This is a MATLAB file named assignment01_leaf.m

Review the file then answer the following questions, annotating as you see fit.

  • How is the code similar to some of the code that we’ve seen so far?
  • What do you think starts a comment line?
  • What do you think the code does (generally)?
  • What questions do you have about it?
  • What are some suggestions to make it easier to read?
function assignment01_leaf
%%%%%%%%%%%%%%%%%%%%%%%%%%%%%%%% (C) Student Name Here %%%%%%%%%%%%%%%%%%%%%%%%%
TRAIN = load('FaultsNNA_csv'); % Only these two lines need to be changed to test a different dataset. % 
%%%%%%%%%%%%%%%%%%%%%%%%%%%%%%%%%%%%%%%%%%%%%%%%%%%%%%%%%%%%%%%%%%%%%%%%%%%%%%%%

TRAIN_class_labels = TRAIN(:,1);    % Pull out the class labels.
TRAIN(:,1) = [];    % Remove class labels from training set.

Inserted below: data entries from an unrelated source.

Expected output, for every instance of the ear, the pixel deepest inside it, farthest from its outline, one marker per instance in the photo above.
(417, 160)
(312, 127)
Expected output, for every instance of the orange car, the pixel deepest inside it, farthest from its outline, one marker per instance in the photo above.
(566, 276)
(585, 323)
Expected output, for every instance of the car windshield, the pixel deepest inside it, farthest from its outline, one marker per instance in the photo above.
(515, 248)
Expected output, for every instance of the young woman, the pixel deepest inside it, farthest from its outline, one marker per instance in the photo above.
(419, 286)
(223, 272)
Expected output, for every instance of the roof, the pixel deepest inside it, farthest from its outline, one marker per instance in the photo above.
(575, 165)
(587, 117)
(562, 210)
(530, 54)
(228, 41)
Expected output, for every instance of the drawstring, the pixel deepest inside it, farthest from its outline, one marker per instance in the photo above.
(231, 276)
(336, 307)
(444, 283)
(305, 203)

%%%%%%%%%%%%%%%%%%%%%%%%%%%%%%%%%%%%%%%%%%%%%%%%%%%%%%%%%%%%%%%%%%%%%%%%%%%%%%%%
% Compute and display Default Rate and other Basic Information
%
[class,count] = mode(TRAIN_class_labels(:,1));
default_error_rate=1-(count/size(TRAIN_class_labels(:,1),1));
disp(['The dataset you tested has ', int2str(length(unique(TRAIN_class_labels))), ' classes.']);
disp(['The training set is of size ', int2str(size(TRAIN,1)),'.']);
disp(['The time series are of length ', int2str(size(TRAIN,2)),'.']);
disp(['The dataset''s most common class is ',num2str(class),' with a total of ',num2str(count),' occurances.']);
disp(['The default error rate is ',num2str(default_error_rate),'.']);
%%%%%%%%%%%%%%%%%%%%%%%%%%%%%%%%%%%%%%%%%%%%%%%%%%%%%%%%%%%%%%%%%%%%%%%%%%%%%%%%

%%%%%%%%%%%%%%%%%%%%%%%%%%%%%%%%%%%%%%%%%%%%%%%%%%%%%%%%%%%%%%%%%%%%%%%%%%%%%%%%
% Compute and display the k-fold error rate
%
k=length(TRAIN_class_labels);
k_fold_error_rate = k_fold_cross_validation(TRAIN,TRAIN_class_labels,k);
disp(['The normal k-fold error rate is ',num2str(k_fold_error_rate),' where k=',num2str(k),' and length of train set is ',num2str(length(TRAIN_class_labels)),'.']);
%%%%%%%%%%%%%%%%%%%%%%%%%%%%%%%%%%%%%%%%%%%%%%%%%%%%%%%%%%%%%%%%%%%%%%%%%%%%%%%%

%%%%%%%%%%%%%%%%%%%%%%%%%%%%%%%%%%%%%%%%%%%%%%%%%%%%%%%%%%%%%%%%%%%%%%%%%%%%%%%%
% Here is a sample classification algorithm, it is the simple (yet very competitive) one-nearest
% neighbor using the Euclidean distance. 
%%%%%%%%%%%%%%%%%%%%%%%%%%%%%%%%%%%%%%%%%%%%%%%%%%%%%%%%%%%%%%%%%%%%%%%%%%%%%%%%
function predicted_class = Classification_Algorithm(TRAIN,TRAIN_class_labels,unknown_object)
best_so_far = inf;
for i = 1 : length(TRAIN_class_labels)
    compare_to_this_object = TRAIN(i,:);
    distance = sqrt(sum((compare_to_this_object - unknown_object).^2)); % Euclidean distance
    if distance < best_so_far
        predicted_class = TRAIN_class_labels(i);
        best_so_far = distance;
    end
 end;